Setting a budget while planning college applications is important—find out why.

If you’re a senior and haven’t sent out any college applications yet, you might want to start thinking about it. And step one should be figuring out your budget. If you’re not a senior, feel free to keep reading—this might not be applicable this year, but it will be helpful in the next few years.

What are you budgeting for?student working on computer

Getting into college is more than sending out applications. There are tests, prep programs, books, campus visits, essays, interviews, and transcripts. Not only are there a lot of things to get organized, but they all also have costs associated with them.

Test prep.

Most schools are going to require the ACT or SAT. Both have plenty of books to help you study and get the best results. Those test books cost about $20 to $30 each. If you’re applying to a variety of schools you might need to take both, meaning a minimum of $40 in books.

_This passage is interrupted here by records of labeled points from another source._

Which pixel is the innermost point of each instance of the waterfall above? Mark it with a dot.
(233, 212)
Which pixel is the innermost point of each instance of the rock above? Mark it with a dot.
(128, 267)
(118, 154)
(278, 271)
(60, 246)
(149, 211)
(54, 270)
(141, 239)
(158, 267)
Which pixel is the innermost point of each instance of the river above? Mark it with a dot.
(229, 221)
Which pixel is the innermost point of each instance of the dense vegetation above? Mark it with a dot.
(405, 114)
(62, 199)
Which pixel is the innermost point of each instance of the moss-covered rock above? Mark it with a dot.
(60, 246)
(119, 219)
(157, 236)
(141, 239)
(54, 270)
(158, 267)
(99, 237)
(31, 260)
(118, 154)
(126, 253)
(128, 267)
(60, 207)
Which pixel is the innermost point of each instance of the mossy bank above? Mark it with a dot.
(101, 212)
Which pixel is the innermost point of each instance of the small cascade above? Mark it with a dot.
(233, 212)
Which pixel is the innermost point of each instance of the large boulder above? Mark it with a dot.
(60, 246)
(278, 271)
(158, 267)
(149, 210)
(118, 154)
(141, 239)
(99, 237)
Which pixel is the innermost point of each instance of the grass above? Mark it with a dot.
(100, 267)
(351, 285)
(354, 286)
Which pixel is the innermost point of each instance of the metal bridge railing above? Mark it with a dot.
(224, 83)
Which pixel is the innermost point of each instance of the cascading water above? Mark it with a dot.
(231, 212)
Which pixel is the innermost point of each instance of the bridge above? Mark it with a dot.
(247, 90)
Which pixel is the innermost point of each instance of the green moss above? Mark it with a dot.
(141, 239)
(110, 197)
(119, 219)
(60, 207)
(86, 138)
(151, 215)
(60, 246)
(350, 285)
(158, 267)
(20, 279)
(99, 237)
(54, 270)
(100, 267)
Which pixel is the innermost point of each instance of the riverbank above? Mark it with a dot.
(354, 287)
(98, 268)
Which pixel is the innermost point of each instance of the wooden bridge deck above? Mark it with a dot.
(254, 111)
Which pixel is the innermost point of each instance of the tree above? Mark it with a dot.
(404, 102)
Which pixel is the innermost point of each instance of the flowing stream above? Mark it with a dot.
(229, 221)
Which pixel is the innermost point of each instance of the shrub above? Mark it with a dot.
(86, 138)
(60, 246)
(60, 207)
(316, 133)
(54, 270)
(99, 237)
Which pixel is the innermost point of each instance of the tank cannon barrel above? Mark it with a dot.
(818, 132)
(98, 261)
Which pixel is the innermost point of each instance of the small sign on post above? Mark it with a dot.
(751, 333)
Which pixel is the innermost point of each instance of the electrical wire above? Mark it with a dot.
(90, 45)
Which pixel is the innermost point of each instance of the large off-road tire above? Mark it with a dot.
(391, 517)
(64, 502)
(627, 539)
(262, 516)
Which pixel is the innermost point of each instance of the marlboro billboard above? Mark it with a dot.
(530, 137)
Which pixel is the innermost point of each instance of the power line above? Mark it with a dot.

There are also online and in-person test programs that will get you ready for the tests. These can range anywhere from $40 for an online program to $6,500. Obviously, there is a huge difference in price. Read about each program, figure out how it fits your style of learning, and make the decision based on what your needs and what your budget are.

Tests.

The ACT and the SAT are the two tests that colleges recognize. Most schools will accept either test and there is a movement to make them optional. Both exams are similar, although more time is allowed per section on the SAT and the ACT has a science section. The ACT is $65 if you choose not to take the essay portion, $85 with the essay. While the SAT is $52 for the exam without the essay and $68 for the essay. The essay will help you stand out but isn’t required.

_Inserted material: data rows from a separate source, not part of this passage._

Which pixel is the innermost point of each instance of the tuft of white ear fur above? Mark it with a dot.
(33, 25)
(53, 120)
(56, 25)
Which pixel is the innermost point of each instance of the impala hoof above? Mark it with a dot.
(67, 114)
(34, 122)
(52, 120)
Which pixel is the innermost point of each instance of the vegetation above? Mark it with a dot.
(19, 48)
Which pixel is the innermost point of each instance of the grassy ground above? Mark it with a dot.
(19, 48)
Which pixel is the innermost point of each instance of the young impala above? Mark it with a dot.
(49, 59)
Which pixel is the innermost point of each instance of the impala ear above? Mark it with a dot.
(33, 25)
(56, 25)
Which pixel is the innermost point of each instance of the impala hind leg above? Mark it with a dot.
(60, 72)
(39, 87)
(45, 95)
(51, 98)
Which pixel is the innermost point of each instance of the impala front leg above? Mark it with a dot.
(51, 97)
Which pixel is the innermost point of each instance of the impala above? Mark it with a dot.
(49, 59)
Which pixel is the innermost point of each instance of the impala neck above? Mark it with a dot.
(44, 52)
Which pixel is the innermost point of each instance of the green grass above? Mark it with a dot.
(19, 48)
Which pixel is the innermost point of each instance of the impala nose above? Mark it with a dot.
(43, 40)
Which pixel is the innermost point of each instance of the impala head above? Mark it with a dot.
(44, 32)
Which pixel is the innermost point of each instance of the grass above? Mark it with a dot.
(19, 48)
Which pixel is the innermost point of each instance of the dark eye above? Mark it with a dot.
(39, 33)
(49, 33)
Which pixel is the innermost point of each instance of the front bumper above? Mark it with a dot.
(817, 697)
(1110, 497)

Choosing which test you take shouldn’t be based only on price. If you want to go into science, engineering, or math; take the ACT as it has slightly more content on those subjects. If you plan on going into English, writing, or something similar; the essay will help you stand out.

Both tests offer fee exemptions for students who can’t afford to take the exams. If you think you qualify, it’s worth the time to look into what it takes to get the fee exemption.

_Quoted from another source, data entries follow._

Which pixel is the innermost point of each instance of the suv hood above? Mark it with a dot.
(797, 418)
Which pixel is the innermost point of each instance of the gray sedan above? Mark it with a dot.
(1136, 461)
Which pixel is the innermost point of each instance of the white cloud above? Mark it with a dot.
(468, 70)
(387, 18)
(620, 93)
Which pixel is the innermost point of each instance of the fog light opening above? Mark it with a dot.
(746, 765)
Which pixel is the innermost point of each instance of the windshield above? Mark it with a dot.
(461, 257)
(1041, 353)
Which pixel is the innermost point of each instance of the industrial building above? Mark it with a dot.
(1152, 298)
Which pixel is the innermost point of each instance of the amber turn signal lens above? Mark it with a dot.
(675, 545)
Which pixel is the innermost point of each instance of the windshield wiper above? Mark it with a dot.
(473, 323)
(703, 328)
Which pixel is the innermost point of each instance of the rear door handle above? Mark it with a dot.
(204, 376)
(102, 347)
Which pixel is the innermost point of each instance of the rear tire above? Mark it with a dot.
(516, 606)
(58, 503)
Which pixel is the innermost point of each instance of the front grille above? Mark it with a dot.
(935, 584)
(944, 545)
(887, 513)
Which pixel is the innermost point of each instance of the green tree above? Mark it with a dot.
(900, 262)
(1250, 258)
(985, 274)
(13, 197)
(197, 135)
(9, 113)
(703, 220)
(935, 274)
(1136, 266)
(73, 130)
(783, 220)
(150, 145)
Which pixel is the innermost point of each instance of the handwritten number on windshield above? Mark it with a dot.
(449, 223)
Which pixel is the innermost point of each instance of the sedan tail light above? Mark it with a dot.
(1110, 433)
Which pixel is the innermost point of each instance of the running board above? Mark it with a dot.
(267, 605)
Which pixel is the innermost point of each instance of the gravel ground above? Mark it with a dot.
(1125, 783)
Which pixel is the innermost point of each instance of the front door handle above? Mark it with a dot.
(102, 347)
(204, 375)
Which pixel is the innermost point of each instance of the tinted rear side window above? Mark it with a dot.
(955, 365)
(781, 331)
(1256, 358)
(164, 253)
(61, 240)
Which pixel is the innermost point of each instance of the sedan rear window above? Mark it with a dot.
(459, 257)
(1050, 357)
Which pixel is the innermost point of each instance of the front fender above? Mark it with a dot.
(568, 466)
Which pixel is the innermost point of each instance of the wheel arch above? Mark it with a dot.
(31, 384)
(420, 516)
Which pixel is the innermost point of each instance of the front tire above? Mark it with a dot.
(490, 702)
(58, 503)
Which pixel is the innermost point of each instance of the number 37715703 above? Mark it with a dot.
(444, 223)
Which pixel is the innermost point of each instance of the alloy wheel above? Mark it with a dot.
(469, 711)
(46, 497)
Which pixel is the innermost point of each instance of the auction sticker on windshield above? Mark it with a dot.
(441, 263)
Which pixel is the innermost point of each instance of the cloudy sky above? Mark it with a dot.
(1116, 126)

A lot of people also take the exams more than once, hoping to get a feel for it and then addressing their weaknesses on subsequent attempts, paying each time. This can be avoided by taking practice exams that are often found in prep books and online. Use the cheaper resources before you spend money on unnecessary retakes.

Campus visits.

The campus visit is a time-honored tradition when looking at colleges. The key to saving is planning. Most schools are rather flexible in their scheduling visits, so as long as you’re not planning on visiting during a break, you should be fine when you go.

Another tip is to plan the trip in order—make a loop. Schedule your visits so that you won’t have to backtrack. You can also plan more touristy stuff on weekends along the route.

If you need to fly to a visit, plan on doing something similar, but more condensed. A lot of schools offer prospective students the chance to stay the night in the dorms. If you’ve flown in and plan to see more than one school, all dorms are basically the same. Try to go to more than one school a day.

Transcripts.

Every high school is going to be different. Some maintain their own records and send out transcripts to any school you request for free. Others use a third party to send out records and there might be a small fee to send transcripts. It won’t be more than a few dollars each, but it’s still something to think about.

Applications.

Finally, the most important part: the actual applications. For the most part, every college application is the same. They’re going to have you fill out some basic information, maybe answer a few short questions, and then an essay. The fee to apply averages $50 per school.

As college admissions get more competitive, there are services out there to help write the perfect essay. This can cost anywhere from $35 an hour to thousands of dollars. You could also ask your English teacher to help, or someone else in the school depending on the subject matter.